Elle diffuse des fake news, relaie les positions du Kremlin et amplifie les polémiques sur les réseaux sociaux. Son nom ? CyberFrontZ. Installée à Saint-Pétersbourg, cette usine à trolls fonctionne tous les jours, 24 heures sur 24. À l'aide de ses 400 employés et de bots, elle a envahi Internet. Présents sur Twitter, Instagram, TikTok, Facebook et Telegram, ils publient chaque jour des milliers de messages.
La messagerie cryptée Telegram, moins surveillée, se voit inondée de publications. Sur le compte CyberFrontZ, les messages s’enchaînent et se multiplient. Certains assurent que les États-Unis ne veulent plus soutenir l’Ukraine, d’autres montrent “la réalité” du terrain. Une réalité qui leur est propre.
En plus des fake news, l’usine n’hésite pas à recruter ses employés en ligne. De commentateurs à spammeurs en passant par des analystes de contenus, tous les profils sont recherchés.

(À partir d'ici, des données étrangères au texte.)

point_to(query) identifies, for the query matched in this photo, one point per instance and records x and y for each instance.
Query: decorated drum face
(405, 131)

Recrutés dans un seul but de "lutter contre la junte de Kiev, soutenue par les puissances occidentales". L’une de ces campagnes a d’ailleurs été relayée par le groupe Wagner. Cette milice, et son financier Yevgeny Prigojine, serait, selon un rapport britannique, liée à l’usine de Saint-Pétersbourg.
Faisant partie du cercle très rapproché de Vladimir Poutine, ce n’est pas la première fois que Yevgeny Prigojine est lié à de tels agissements. En 2016 déjà, il avait été accusé des ingérences russes dans les élections présidentielles américaines, une information qu'il a lui-même confirmée. Car oui, ces usines à trolls ne sont pas récentes.
Cette expression a initialement été utilisée en 2015 dans un article du New York Times, mais cette fois en rapport à l’annexion de la Crimée. À l’époque, ces trolls diffusaient déjà des messages pro-Poutine et anti-Ukraine, "le pays 404" comme ils le surnomment.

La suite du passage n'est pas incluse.